Значит, Дементьев отмахнулся от Миши как от мухи.
– Сейчас другая жизнь, – сказала Лора. – Большое притворство больше не работает. Эти комитеты ушли под воду, как Атлантида.
– Всплывут… – пообещал Миша. – Все возвращается на круги своя. Подписывай и не сомневайся.
– Врать неохота, – созналась Лора.
– Как хочешь… – Миша забрал со стола свой опус, спрятал в папку. – В конце концов, я сам могу за тебя расписаться. Проверять никто не будет.
Лора не возразила. Она была уверена, что этот виртуальный комитет так и останется в Мишином портфеле. Современникам и потомкам не нужно это пустое жужжание: о чем говорить, когда не о чем говорить. Будем говорить только о деле и получать конкретный результат.

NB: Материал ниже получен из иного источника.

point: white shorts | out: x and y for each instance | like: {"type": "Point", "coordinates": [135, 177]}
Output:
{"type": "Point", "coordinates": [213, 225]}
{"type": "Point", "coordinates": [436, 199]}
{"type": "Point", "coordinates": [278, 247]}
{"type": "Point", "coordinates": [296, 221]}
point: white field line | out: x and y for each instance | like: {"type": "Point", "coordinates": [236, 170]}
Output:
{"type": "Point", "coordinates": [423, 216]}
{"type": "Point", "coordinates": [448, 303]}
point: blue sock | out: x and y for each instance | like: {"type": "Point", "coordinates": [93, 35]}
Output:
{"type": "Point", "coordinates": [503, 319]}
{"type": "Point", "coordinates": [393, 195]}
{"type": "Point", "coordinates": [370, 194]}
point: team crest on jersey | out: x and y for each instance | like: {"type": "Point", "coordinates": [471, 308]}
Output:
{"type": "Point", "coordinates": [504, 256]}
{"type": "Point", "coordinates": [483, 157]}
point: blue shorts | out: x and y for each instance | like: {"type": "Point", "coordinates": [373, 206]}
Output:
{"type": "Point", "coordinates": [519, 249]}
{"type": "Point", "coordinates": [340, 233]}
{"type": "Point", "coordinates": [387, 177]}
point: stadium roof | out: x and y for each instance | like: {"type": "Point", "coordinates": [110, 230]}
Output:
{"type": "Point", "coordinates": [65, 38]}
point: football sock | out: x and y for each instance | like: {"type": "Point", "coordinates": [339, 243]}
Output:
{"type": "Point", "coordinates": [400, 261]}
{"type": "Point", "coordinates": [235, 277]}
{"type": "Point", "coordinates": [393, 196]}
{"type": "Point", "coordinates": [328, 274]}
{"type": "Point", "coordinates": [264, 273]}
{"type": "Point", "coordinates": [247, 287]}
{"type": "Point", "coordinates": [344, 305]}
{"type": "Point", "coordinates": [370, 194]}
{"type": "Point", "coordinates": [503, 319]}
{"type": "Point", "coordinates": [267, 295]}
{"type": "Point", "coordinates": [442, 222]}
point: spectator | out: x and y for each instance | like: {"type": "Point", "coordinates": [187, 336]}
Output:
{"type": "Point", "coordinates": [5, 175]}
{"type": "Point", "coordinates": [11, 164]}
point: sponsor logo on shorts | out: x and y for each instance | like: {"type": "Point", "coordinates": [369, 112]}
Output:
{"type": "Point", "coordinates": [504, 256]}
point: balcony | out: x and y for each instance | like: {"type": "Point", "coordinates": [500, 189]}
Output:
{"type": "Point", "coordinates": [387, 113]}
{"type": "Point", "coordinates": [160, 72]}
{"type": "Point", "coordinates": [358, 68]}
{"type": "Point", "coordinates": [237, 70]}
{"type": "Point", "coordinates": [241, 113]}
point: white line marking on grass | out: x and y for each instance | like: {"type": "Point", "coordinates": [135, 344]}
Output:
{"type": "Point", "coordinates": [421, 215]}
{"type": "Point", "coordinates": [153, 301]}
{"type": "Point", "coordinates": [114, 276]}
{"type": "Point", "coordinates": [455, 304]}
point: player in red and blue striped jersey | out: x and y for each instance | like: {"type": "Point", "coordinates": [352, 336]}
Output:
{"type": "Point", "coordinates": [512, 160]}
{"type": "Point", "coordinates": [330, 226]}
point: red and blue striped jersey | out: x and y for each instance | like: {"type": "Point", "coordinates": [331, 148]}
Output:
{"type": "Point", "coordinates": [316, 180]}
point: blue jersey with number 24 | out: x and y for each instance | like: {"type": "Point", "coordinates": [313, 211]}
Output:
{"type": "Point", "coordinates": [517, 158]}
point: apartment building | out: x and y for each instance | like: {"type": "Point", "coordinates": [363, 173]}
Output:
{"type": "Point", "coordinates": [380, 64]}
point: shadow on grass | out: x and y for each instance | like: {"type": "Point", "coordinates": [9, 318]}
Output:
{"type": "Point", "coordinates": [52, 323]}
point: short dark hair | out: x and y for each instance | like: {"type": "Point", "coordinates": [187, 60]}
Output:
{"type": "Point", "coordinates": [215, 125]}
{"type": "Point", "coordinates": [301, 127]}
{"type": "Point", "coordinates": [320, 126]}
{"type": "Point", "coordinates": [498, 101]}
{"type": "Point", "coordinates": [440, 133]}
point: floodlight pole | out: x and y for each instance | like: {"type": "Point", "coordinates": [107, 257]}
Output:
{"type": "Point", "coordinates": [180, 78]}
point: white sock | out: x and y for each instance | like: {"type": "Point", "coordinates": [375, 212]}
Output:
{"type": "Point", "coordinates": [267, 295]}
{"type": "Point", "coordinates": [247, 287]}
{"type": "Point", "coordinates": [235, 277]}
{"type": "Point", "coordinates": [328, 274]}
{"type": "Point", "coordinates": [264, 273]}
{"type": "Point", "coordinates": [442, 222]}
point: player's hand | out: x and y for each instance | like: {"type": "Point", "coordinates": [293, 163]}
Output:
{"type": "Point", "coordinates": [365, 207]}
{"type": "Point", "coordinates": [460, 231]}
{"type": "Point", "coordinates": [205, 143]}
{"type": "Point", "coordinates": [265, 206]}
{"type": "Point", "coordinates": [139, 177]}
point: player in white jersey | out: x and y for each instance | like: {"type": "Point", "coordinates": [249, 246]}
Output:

Лора сварила кофе. Вышли на террасу.
– Ты Инну помнишь? – спросила Лора. – Вы встречались?
– Я ездил к ней в Ашдод… – Миша замолчал.
– Расскажи, – попросила Лора.
Миша рассказал. Он явился в гости. В съемную квартиру. Хозяйка не разрешала Инне водить мужчин. Пришлось лезть в окно и затаиться, как вор. Миша боялся передвигаться по комнате, не мог даже кашлять и чихать.
Была и кровать, на которой они боялись скрипнуть. Миша не имел возможности мычать от наслаждения, да и наслаждения не было в таких партизанских условиях. Расстались они, ничего не поняв друг в друге, еще менее знакомые, чем до знакомства.
Лора слушала. Ей стало жаль Инну. В свои пятьдесят семь она должна вести себя как старшая школьница в присутствии родителей за стеной.
– Пригласи ее в Москву, – предложил Лора.
Миша сделал вид, что не услышал.
– Слушай, у тебя, наверное, много знакомых в театре: оркестр, кордебалет, солисты…
– Предположим.
– Найди мне кого-нибудь. Стройную, хозяйственную, лет сорока. Надоела сухомятка. Вдвоем веселее.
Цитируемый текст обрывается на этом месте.